What are JCR queries?

AEM stores data in Jackrabbit Oak, a Java Content Repository (JCR) implementation. JCR queries allow searching the repository and retrieving selected nodes.

There are three query languages supported and one of them is JCR-SQL2. It is similar to SQL used in relative database management systems and - similarly to SQL - it is easy to write a query that is time and resource consuming. However, it is often possible to rewrite a query to make it much faster.

Tool – explain query

Diagnosis tool - explain query

As with any optimisation task, we need to diagnose a problem first, before we find a solution. A very helpful tool is AEM Diagnosis Tool, especially its Explain query part. It is available in AEM by default and can be found under the path (AEM version 6.3 or below):

http://<host>:<port>/libs/granite/operations/content/diagnosis/tool.html/granite_queryperformance

or (AEM version 6.4 or above):

http://<host>:<port>/libs/granite/operations/content/diagnosistools/queryPerformance.html

Let's take a look at a sample query:

SELECT * FROM [nt:base] AS s WHERE jcr_title ='Equipment'

This query is so inefficient that most probably it will not be finished. An attempt to run it in the CRX DE console will end up with the following message:

The query read or traversed more than 100000 nodes. To avoid affecting other tasks, processing was stopped.

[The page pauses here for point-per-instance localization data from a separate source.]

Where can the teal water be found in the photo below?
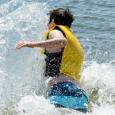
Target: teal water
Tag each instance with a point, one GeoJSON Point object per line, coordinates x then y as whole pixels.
{"type": "Point", "coordinates": [21, 71]}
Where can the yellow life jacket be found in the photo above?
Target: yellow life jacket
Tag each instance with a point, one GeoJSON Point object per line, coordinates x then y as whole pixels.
{"type": "Point", "coordinates": [72, 57]}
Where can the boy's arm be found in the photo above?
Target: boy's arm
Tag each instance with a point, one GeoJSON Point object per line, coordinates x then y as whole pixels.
{"type": "Point", "coordinates": [56, 39]}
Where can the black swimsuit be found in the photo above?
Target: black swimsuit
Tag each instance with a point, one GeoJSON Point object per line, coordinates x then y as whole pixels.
{"type": "Point", "coordinates": [53, 61]}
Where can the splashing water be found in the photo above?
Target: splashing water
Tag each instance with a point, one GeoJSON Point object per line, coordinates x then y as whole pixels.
{"type": "Point", "coordinates": [22, 86]}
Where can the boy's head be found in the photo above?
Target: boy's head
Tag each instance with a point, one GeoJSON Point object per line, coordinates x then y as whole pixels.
{"type": "Point", "coordinates": [61, 17]}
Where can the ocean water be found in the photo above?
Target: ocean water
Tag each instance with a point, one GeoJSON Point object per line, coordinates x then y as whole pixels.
{"type": "Point", "coordinates": [22, 86]}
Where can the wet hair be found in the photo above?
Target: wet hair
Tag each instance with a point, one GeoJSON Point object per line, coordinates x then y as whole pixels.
{"type": "Point", "coordinates": [61, 17]}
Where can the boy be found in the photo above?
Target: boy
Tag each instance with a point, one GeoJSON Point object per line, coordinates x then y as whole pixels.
{"type": "Point", "coordinates": [64, 57]}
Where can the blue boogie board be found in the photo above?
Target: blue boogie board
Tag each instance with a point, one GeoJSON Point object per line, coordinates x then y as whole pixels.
{"type": "Point", "coordinates": [68, 95]}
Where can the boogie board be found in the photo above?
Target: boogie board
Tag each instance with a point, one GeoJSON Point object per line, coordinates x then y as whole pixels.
{"type": "Point", "coordinates": [68, 95]}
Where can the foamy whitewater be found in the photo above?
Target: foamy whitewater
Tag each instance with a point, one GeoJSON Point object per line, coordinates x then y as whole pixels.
{"type": "Point", "coordinates": [22, 87]}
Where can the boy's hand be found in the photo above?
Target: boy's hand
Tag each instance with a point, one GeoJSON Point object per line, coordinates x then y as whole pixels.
{"type": "Point", "coordinates": [21, 44]}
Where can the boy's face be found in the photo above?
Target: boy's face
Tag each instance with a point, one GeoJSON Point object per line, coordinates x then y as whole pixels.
{"type": "Point", "coordinates": [51, 24]}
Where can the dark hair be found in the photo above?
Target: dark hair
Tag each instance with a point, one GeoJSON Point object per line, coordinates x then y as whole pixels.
{"type": "Point", "coordinates": [61, 16]}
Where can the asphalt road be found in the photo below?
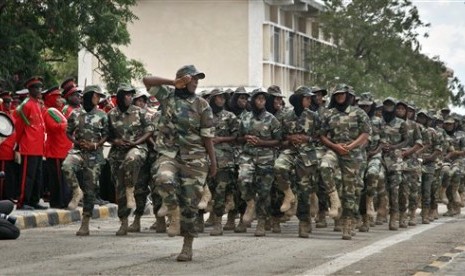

After clicking on Explain the diagnosis tool displays the query explanation.

Query Explanation

Indexes Used

No indexes were used.
This is a traversal query.

Execution Plan

[nt:base] as [s] /* traverse "*" where [s].[jcr_title] = 'Equipment' */

Logs

Parsing JCR-SQL2 statement: explain SELECT * FROM [nt:base] AS s WHERE jcr_title ='Equipment'
Literal used
Attempting optimisation
cost using filter Filter(query=explain SELECT * FROM [nt:base] AS s WHERE jcr_title ='Equipment', path=*, property=[jcr_title=[Equipment]])
cost for reference is Infinity
cost for property is Infinity
cost for nodeType is Infinity
Evaluating plan with index definition Lucene Index : /oak:index/slingeventJob
Evaluating plan with index definition Lucene Index : /oak:index/versionStoreIndex
Evaluating plan with index definition Lucene Index : /oak:index/cqTagLucene
Evaluating plan with index definition Lucene Index : /oak:index/workflowDataLucene
Evaluating plan with index definition Lucene Index : /oak:index/socialLucene
Evaluating plan with index definition Lucene Index : /oak:index/authorizables
Evaluating plan with index definition Lucene Index : /oak:index/ntBaseLucene
Evaluating plan with index definition Lucene Index : /oak:index/lucene
Evaluating plan with index definition Lucene Index : /oak:index/commerceLucene
Evaluating plan with index definition Lucene Index : /oak:index/cqProjectLucene
Evaluating plan with index definition Lucene Index : /oak:index/cqMobileAppLucene
Ignoring index [/oak:index/damAssetLucene] which is not working correctly since 3.840 h ,77 indexing cycles, accessed 1038 times
Evaluating plan with index definition Lucene Index : /oak:index/cqPageLucene
cost for lucene-property is Infinity
cost for aggregate lucene is Infinity
cost for solr is Infinity
cost for traverse is 538724.0
Traversal query (query without index): explain SELECT * FROM [nt:base] AS s WHERE jcr_title ='Equipment'; consider creating an index
No alternatives found. Query: select [s].[jcr:primaryType] as [s.jcr:primaryType] from [nt:base] as [s] where [s].[jcr_title] = 'Equipment'

The most important parts are at the beginning of the query explanation: Indexes used and Execution plan. The message No indexes were used. This is a traversal query is usually not a good news and most probably means a performance problem.

Traversing vs. Indexes

Traversing is a straightforward but ineffective method of searching the JCR tree. It is reading the whole tree or its sub-tree node by node. AEM has a configurable limit on the number of nodes that can be visited in a single query run. By default it is set to 100,000 nodes. It can be changed in System Console > OSGi Configuration > Apache Jackrabbit Query Engine Settings Service. The parameter name is queryLimitReads.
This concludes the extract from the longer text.